I have a query which is not using my indexes. Can someone say why?
explain plan set statement_id = 'bad8' for
select
g1.g1id,a.a1id from atable a,
(
select
phone,address,g1id from gtable g
where
g.active = 0 and
(g.name is not null) AND
(SYSDATE - g.CTIME <= 2*365)
) g1
where
(
(a.phone.ph1 = g1.phone.ph1 and
a.phone.ph2 = g1.phone.ph2 and
a.phone.ph3 = g1.phone.ph3
)
OR
(a.address.ad1 = g1.address.ad1 and a.address.ad2 = g1.address.ad2)
)
In both the tables : atable,gtable I have these indexes :
1. On phone.ph1,phone.ph2,phone.ph3
2. On address.ad1,address.ad2
phone,address are of custom data types.
Using Oracle 11g.
Here is the explain plan query and output :
SELECT cardinality "Rows",
lpad(' ',level-1)||operation||' '||
options||' '||object_name "Plan"
FROM PLAN_TABLE
CONNECT BY prior id = parent_id
AND prior statement_id = statement_id
START WITH id = 0
AND statement_id = 'bad8'
ORDER BY id;
Result:
> Rows Plan
490191190 SELECT STATEMENT
> null CONCATENATION
> 490190502 HASH JOIN
> 511841 TABLE ACCESS FULL gtable
> 41332965 PARTITION LIST ALL
> 41332965 TABLE ACCESS FULL atable
> 688 HASH JOIN
> 376893 TABLE ACCESS FULL gtable
> 41332965 PARTITION LIST ALL
> 41332965 TABLE ACCESS FULL atable
Both atable,gtable have more than 10 million rows each.
Most values in columns phone and address don't repeat.
What indices Oracle chosen depends on many factor including things you haven't mentioned in your question such as the number of rows in the table, frequency of values within a column and whether you have separate or combined indices when more than one column is indexed.
Having said that, I suppose that the main reason your indices aren't used are:
You don't join directly with GTABLE / GLOBAL. Instead you join with a view that has three additional WHERE clauses that aren't part of the index and thus make it less effective in this constellation.
The JOIN condition includes an OR, which makes it difficult to use indices.
Update:
If Oracle used your indices to do the join - which is already very difficult due to the OR condition - it would end up with a huge number of ROWIDs. For each ROWID, it then had to fetch the full row. Since a full table scan can easily be up to 50 times faster than a fetch by ROWID (I don't know what value Oracle uses), it will only use the indices if it reliably knows that the join will reduce the number of rows to fetch by a factor of 50.
In your case, there are the remaining WHERE conditions (g.active = 0, g.name is not null, SYSDATE - g.CTIME <= 2*365), which aren't represented in the indices. So they have to applied after the join and after the GTABLE rows have been fetched. This makes it even more difficult to reach a 50 times smaller result set than a full table scan.
So I'm pretty sure the Oracle cost estimate is correct, i.e. using the indices would result in a more expensive query and even longer execution time.

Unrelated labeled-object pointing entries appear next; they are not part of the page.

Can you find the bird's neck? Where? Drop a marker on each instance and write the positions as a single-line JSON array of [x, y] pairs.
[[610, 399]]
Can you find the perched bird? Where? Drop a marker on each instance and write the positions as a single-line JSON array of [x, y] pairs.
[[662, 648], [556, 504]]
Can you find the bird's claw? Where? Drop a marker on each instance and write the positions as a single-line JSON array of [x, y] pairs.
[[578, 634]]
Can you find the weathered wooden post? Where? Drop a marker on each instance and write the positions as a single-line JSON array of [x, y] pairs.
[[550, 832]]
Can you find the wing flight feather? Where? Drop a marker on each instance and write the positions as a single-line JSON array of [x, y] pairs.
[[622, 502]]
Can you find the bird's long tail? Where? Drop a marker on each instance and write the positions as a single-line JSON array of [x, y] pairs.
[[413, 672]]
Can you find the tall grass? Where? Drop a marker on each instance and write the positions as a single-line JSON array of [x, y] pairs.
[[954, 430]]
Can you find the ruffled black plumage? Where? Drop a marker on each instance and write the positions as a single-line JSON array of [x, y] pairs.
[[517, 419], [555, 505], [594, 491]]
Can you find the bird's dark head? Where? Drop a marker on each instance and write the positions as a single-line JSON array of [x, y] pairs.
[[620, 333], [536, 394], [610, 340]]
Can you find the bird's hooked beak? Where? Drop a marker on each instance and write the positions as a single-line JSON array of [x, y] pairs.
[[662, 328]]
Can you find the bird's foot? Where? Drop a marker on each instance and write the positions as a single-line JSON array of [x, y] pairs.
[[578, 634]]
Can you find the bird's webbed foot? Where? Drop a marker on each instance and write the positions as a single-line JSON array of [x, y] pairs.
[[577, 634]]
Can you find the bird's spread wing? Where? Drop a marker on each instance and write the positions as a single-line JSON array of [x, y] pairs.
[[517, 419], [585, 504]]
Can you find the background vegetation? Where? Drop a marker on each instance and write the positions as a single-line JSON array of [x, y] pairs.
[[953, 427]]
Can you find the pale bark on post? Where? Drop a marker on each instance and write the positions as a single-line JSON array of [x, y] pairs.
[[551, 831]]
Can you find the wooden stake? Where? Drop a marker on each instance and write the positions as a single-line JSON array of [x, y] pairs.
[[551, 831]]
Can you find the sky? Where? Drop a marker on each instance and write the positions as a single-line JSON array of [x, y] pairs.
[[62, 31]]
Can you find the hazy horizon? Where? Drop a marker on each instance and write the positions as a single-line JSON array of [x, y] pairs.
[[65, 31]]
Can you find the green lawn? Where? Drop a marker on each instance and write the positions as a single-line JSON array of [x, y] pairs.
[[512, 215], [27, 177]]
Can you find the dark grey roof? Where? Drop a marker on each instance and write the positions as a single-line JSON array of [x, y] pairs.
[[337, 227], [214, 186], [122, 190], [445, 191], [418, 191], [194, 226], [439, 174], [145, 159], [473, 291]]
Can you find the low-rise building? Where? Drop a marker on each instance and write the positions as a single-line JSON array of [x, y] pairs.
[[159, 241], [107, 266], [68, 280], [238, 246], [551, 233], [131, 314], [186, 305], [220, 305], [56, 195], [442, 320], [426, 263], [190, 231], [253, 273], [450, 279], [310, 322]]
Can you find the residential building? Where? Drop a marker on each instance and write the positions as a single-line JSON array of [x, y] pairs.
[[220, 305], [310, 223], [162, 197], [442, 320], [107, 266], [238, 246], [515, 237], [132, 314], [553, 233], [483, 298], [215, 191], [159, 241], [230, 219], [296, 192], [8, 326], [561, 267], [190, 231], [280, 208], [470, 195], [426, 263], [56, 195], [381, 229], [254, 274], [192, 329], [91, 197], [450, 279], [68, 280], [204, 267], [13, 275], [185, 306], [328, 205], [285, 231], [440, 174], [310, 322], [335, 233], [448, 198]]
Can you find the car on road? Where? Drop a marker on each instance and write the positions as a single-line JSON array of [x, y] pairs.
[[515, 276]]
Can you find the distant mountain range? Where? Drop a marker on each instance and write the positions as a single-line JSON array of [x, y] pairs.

We can say "your query does not use your indexes because does not need them". A hash join is better. To use your indexes, oracle need to full scan them(4 indexes), make two joins, make a rowid or, and after that read from tables probably many blocks. If he belives that the result has many rows, the CBO coose the full scans, because is faster.
There are no conditions that reduce the number of rows taken from tables. There is no range scan. It must do full scans.